In 1973, Mrs D'Angri was a needlecraft teacher at a Ballarat school when the city's mayor asked her if she wanted to help stitch a flag. Mrs D'Angri agreed, not knowing what the flag was.
'Two men carried this great bundle between them out into one of the gallery spaces and they started to unravel it and I'm afraid I just went into shock. I thought, "my goodness, what have I taken on?"'
'But once it was unravelled and I saw it, I just fell in love with it. I got down on my knees to feel the fabric and thought, "isn't it beautiful?"' Mrs D'Angri says.
She spent an entire school holiday fortnight working on the flag from 9 am to 11 pm, alone in the Art Gallery of Ballarat.
'My husband Norm did me a tape and on it we had songs of the 1850s, the things that were being sung at the time and I happily stitched it. I really thought I was there back in the goldfields.'
While working on the conservation project, Mrs D'Angri felt a pin prick. When she turned the flag over to see what it was, she found a pin used in the original stitching of the flag hidden in a seam.
Ms Wright says the pin helped to establish that the flag was made by women. Pins of that type formed a typical part of mid-19th century women's sewing kits.
The pin's discovery also helped debunk an alternative theory: that the flag was made at a tent-making company by men.
It wasn't until after Mrs D'Angri finished working on the flag that she learned she was a descendant of Anastasia Withers.
'I got goosebumps when my aunt told me.'
However, Ms D'Angri says she's glad she didn't know she was related to Anastasia Withers while she was working on the flag, otherwise she would have spent much of her time admiring the stitching.
About 60 per cent of the flag has been conserved and is now held on permanent display at the Museum of Australian Democracy at Eureka (MADE) in Ballarat.
As part of the 160th celebrations, which will take place on 3 December, MADE has organised the recreation of the stitching of the flag.
MADE invited members of the public, along with needlecraft experts from the Embroiders Guild of Ballarat and the Ballarat Quilters, to take part.
'We've already worked out that we've done 75 per cent of the flag, and we're just getting to the very difficult time-consuming parts of the stars, and it's already taken three people about 45 hours, ' says Jane Smith, the director of MADE.
According to Ms Smith, the original Eureka flag has had a sorry history.
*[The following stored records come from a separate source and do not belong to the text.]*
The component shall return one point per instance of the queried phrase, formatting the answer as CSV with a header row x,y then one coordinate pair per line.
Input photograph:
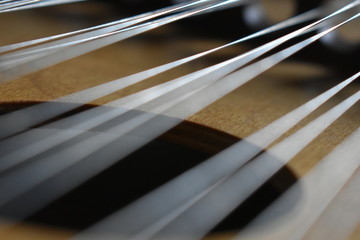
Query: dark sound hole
x,y
161,160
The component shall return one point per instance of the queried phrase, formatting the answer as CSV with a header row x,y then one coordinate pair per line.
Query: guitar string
x,y
97,30
96,118
38,114
19,5
5,6
16,69
341,208
40,4
207,213
42,112
328,177
15,152
207,175
27,202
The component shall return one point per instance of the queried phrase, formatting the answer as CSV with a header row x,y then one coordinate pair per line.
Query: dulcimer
x,y
179,119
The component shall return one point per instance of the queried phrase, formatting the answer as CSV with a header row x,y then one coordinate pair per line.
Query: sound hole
x,y
181,148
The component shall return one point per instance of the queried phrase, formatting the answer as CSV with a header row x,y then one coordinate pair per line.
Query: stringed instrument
x,y
62,177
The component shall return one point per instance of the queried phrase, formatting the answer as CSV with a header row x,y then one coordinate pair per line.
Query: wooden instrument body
x,y
242,112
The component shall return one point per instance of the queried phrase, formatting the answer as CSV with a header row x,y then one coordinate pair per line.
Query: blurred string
x,y
75,151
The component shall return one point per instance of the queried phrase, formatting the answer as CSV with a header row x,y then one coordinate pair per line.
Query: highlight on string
x,y
39,165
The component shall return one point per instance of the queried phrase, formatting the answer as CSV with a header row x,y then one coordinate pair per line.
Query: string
x,y
44,111
205,214
87,120
135,19
328,177
93,31
70,181
206,175
14,69
328,225
39,4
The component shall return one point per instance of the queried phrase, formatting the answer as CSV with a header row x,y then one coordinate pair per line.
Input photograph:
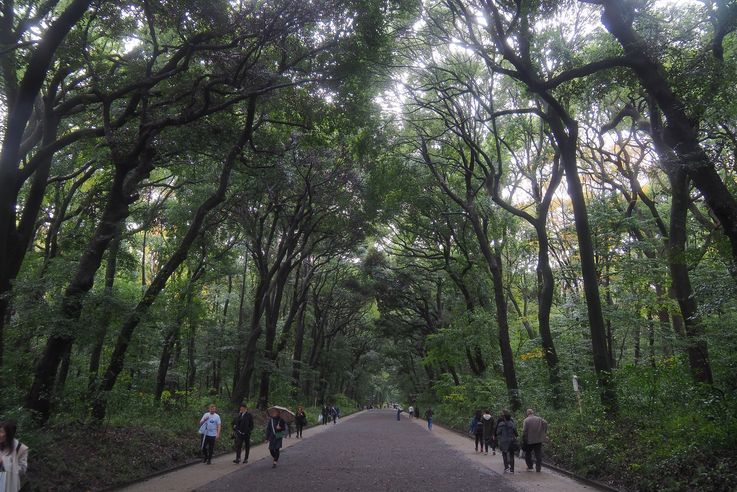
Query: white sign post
x,y
577,390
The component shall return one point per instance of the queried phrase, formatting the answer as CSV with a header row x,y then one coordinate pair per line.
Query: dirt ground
x,y
369,450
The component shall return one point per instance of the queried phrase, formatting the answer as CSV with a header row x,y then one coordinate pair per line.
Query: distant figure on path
x,y
13,456
210,425
477,430
534,430
489,433
300,418
274,433
506,432
242,427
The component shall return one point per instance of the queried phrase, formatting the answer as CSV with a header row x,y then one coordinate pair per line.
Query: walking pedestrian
x,y
300,418
13,456
210,425
477,430
428,417
274,433
242,427
489,434
534,431
506,434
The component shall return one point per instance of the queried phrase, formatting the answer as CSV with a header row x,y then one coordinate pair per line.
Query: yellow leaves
x,y
533,354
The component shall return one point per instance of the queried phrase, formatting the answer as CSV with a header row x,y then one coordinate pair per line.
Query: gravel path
x,y
369,452
365,451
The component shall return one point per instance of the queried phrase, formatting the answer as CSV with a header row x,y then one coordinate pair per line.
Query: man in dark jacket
x,y
534,430
242,427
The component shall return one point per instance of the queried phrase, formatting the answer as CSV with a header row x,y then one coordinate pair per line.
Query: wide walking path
x,y
370,450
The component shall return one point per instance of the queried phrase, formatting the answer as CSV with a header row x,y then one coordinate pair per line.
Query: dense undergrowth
x,y
668,435
140,439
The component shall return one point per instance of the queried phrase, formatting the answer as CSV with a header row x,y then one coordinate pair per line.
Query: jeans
x,y
242,440
537,449
479,441
208,446
508,457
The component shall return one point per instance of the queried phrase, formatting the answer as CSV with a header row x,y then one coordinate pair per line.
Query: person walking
x,y
506,434
300,419
210,425
489,434
534,431
274,433
13,456
477,430
242,427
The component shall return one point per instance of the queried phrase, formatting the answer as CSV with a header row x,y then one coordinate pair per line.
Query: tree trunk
x,y
698,353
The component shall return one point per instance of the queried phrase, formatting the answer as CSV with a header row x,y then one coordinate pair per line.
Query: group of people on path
x,y
330,412
503,433
276,426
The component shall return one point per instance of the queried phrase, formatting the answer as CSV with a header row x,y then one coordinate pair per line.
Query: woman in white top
x,y
13,457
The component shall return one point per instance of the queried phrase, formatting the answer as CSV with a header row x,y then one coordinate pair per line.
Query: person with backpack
x,y
477,430
13,457
506,434
489,432
242,427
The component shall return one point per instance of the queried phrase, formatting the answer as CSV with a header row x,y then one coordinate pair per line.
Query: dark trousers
x,y
479,442
242,440
508,457
208,446
537,448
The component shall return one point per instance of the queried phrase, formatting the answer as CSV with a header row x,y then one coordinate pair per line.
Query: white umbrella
x,y
286,414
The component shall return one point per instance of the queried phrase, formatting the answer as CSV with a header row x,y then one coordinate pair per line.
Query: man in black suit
x,y
242,427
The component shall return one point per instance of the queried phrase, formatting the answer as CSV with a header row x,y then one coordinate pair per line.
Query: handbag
x,y
514,445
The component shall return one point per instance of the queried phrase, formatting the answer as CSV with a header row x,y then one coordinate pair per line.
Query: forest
x,y
462,204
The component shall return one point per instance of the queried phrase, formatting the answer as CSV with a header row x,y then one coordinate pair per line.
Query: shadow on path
x,y
372,451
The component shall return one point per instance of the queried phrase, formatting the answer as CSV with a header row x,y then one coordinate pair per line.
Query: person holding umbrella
x,y
275,427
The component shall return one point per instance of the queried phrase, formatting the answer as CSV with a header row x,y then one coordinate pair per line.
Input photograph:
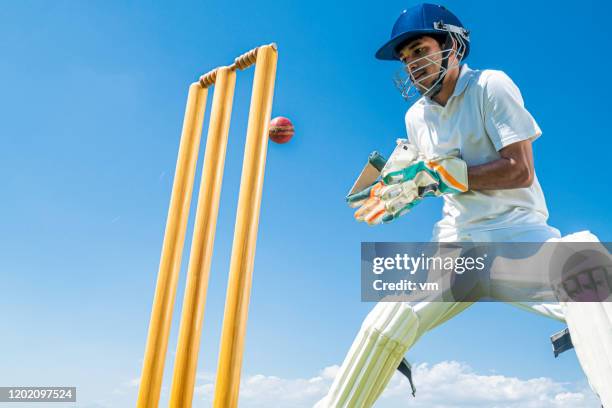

'It was up the flagpole for five days and then it got tattered in the battle and torn down by Trooper King, who kept it in his family for a period of time ... it was an era when souveniring was still quite common so about 40 per cent of the flag was given away, ' she says.
'So when MADE opened, we've been doing a program of finding different parts of the flag and showing them at MADE next to the original.'
The National Library of Australia is loaning a piece of the flag it's had for decades, which measures five centimetres by two centimetres, to MADE for the 160th celebrations.